Aux termes de l’article R. 431-2 du code de justice administrative : « Les requêtes et les mémoires doivent, à peine d’irrecevabilité, être présentés soit par un avocat, soit par un avocat au Conseil d'Etat et à la Cour de cassation, lorsque les conclusions de la demande tendent au paiement d'une somme d'argent, à la décharge ou à la réduction de sommes dont le paiement est réclamé au requérant ou à la solution d'un litige né de l'exécution d'un contrat. (…) ». Aux termes de l’article R. 431-4 du même code : « Dans les affaires où ne s'appliquent pas les dispositions de l'article R. 431-2, les requêtes et les mémoires doivent être signés par leur auteur (…) ». L’article R. 431-5 de ce code dispose : « Les parties peuvent également se faire représenter : / 1° Par l'un des mandataires mentionnés à l'article R. 431-2 ; (…) ».
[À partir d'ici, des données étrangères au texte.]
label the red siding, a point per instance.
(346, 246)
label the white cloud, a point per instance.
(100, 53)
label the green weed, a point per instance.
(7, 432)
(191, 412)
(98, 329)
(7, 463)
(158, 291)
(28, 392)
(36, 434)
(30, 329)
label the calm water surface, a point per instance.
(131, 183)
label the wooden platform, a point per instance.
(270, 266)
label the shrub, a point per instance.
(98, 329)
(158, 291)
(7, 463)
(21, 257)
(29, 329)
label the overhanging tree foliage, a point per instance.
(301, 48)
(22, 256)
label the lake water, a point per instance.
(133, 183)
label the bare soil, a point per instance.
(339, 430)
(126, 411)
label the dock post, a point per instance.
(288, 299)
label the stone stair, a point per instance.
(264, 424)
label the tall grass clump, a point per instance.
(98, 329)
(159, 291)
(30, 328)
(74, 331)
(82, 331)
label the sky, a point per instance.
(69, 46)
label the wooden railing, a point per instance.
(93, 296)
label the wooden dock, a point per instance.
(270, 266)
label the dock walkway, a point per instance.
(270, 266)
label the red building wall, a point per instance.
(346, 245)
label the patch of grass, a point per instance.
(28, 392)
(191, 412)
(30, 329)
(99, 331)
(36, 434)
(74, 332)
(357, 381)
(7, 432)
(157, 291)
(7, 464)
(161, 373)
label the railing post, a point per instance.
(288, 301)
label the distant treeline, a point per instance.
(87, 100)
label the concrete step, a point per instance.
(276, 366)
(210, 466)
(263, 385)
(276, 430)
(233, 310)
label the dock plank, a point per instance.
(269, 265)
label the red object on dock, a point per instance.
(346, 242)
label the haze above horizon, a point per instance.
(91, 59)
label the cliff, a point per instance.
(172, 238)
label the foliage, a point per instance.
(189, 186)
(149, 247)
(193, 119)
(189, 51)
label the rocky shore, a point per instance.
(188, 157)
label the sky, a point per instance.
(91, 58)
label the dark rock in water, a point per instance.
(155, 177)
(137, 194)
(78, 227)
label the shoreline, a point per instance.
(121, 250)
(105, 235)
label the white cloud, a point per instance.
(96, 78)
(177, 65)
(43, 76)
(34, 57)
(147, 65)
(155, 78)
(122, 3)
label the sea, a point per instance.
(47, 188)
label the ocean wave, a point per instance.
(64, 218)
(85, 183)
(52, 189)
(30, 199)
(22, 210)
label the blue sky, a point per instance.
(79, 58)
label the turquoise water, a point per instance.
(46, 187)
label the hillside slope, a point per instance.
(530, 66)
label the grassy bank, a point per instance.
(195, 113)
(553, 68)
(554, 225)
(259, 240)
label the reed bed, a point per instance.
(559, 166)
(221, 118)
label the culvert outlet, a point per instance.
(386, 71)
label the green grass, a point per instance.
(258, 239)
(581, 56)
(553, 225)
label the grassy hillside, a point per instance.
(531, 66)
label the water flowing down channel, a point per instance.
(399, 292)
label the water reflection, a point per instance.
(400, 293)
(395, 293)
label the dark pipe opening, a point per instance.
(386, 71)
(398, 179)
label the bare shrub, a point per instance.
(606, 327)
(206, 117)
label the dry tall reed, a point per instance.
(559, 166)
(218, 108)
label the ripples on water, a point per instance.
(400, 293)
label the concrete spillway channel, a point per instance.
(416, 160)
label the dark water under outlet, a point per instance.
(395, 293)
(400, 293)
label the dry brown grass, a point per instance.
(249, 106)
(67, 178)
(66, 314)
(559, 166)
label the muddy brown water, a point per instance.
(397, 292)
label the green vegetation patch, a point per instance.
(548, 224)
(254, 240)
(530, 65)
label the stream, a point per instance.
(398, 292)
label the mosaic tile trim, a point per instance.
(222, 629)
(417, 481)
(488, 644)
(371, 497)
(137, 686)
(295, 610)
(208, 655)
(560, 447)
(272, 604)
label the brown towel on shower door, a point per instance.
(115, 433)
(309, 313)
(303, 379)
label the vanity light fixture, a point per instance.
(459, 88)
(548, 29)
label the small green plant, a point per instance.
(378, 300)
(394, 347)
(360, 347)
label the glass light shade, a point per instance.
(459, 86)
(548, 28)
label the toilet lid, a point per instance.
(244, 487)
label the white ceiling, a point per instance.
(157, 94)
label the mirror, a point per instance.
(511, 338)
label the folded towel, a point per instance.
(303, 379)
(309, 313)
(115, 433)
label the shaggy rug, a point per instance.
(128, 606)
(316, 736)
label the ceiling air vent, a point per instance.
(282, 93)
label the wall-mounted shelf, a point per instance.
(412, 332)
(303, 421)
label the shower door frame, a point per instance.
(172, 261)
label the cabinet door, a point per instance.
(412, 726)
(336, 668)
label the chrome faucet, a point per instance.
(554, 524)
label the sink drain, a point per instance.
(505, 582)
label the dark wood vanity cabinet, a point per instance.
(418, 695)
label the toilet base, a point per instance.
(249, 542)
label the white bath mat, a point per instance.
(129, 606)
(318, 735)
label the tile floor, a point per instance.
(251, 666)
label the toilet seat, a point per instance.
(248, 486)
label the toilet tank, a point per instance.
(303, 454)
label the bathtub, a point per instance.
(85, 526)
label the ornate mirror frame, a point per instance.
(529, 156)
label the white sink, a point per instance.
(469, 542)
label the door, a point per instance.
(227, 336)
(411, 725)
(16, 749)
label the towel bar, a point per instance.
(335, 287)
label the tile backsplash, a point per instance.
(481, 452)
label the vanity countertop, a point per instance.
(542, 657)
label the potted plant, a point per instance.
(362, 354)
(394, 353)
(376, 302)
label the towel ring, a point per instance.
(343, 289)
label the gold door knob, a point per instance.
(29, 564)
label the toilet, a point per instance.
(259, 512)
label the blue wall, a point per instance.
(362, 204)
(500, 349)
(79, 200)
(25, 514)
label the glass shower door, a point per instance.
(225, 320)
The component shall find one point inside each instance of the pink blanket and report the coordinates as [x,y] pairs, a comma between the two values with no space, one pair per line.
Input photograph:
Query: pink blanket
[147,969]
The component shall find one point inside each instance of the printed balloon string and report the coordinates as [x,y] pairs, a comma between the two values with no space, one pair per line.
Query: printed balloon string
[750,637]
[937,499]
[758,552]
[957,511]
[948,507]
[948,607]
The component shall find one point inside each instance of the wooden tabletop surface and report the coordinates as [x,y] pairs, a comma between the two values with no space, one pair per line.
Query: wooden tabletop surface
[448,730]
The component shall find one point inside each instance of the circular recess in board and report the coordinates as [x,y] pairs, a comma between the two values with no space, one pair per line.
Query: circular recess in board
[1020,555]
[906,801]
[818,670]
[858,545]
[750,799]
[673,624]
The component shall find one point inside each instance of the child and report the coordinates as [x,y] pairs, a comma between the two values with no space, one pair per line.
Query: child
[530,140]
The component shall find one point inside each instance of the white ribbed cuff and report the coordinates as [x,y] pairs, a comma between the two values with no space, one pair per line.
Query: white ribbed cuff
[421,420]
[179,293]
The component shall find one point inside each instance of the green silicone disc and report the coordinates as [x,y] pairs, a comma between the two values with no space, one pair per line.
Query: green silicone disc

Aux termes de l’article R. 611-8-3 du code de justice administrative : « I. - La juridiction peut proposer aux personnes physiques et morales de droit privé non représentées par un avocat, autres que les organismes de droit privé chargés de la gestion permanente d'un service public, d'utiliser le téléservice mentionné à l'article R. 414-2. (…) La juridiction peut leur adresser par cette application et pour cette instance, toutes les communications et notifications prévues par le présent livre (…) ». Aux termes de l’article R. 611-8-6 du même code : « Les parties sont réputées avoir reçu la communication ou la notification à la date de première consultation du document qui leur a été adressé par voie électronique, certifiée par l'accusé de réception délivré par l'application informatique, ou, à défaut de consultation dans un délai de deux jours ouvrés à compter de la date de mise à disposition du document dans l'application, à l'issue de ce délai. Sauf demande contraire de leur part, les parties sont alertées de toute nouvelle communication ou notification par un message électronique envoyé à l'adresse choisie par elles (…) ».
Les requêtes visées ci-dessus, introduites par Mme B..., ont pour objet la contestation des refus de visas de court séjour opposés à Mme C..., sa mère, et à Mme D..., sa demi-sœur. Toutefois, Mme B... ne justifie pas, en sa seule qualité de fille et de demi-sœur des intéressées, d’un intérêt lui permettant de contester, devant le juge administratif, la légalité de tels refus de visas. Par ailleurs, les dispositions de l’article R. 431-5 du code de justice administrative ne permettent pas à une partie de se faire représenter par un mandataire autre que l’un de ceux mentionnés à l’article R. 431-2 du même code. Mme B..., qui ne fait pas partie des mandataires mentionnés à l’article R. 431-2 du code de justice administrative, ne peut donc valablement agir au nom de Mme C... et de Mme D.... En dépit des demandes de régularisation, adressées les 17 et 21 octobre 2025 par le biais de l’application « Télérecours citoyens », et réputées avoir été notifiées deux jours ouvrés plus tard en application de l’article R. 611-8-6 du code précité, Mme B..., n’a pas, à l’expiration des délais de quinze jours qui lui étaient impartis, régularisé les requêtes en y faisant apparaître les signatures de Mme C... et de Mme D... ou en justifiant d’un intérêt lui donnant qualité pour agir dans la présente instance. Ainsi, les requêtes, qui n’ont pas été régularisées, sont entachées d’une irrecevabilité manifeste et doivent être rejetées.
O R D O N N E :
Article 1er : Les requêtes nos 2518110 et 2518214 présentées par Mme B... sont rejetées.
Article 2 : La présente ordonnance sera notifiée à Mme A... B....
Fait à Nantes, le 13 février 2026.
La présidente,
P. PICQUET
La République mande et ordonne au ministre de l’intérieur en ce qui le concerne ou à tous commissaires de justice à ce requis en ce qui concerne les voies de droit commun contre les parties privées, de pourvoir à l’exécution de la présente décision.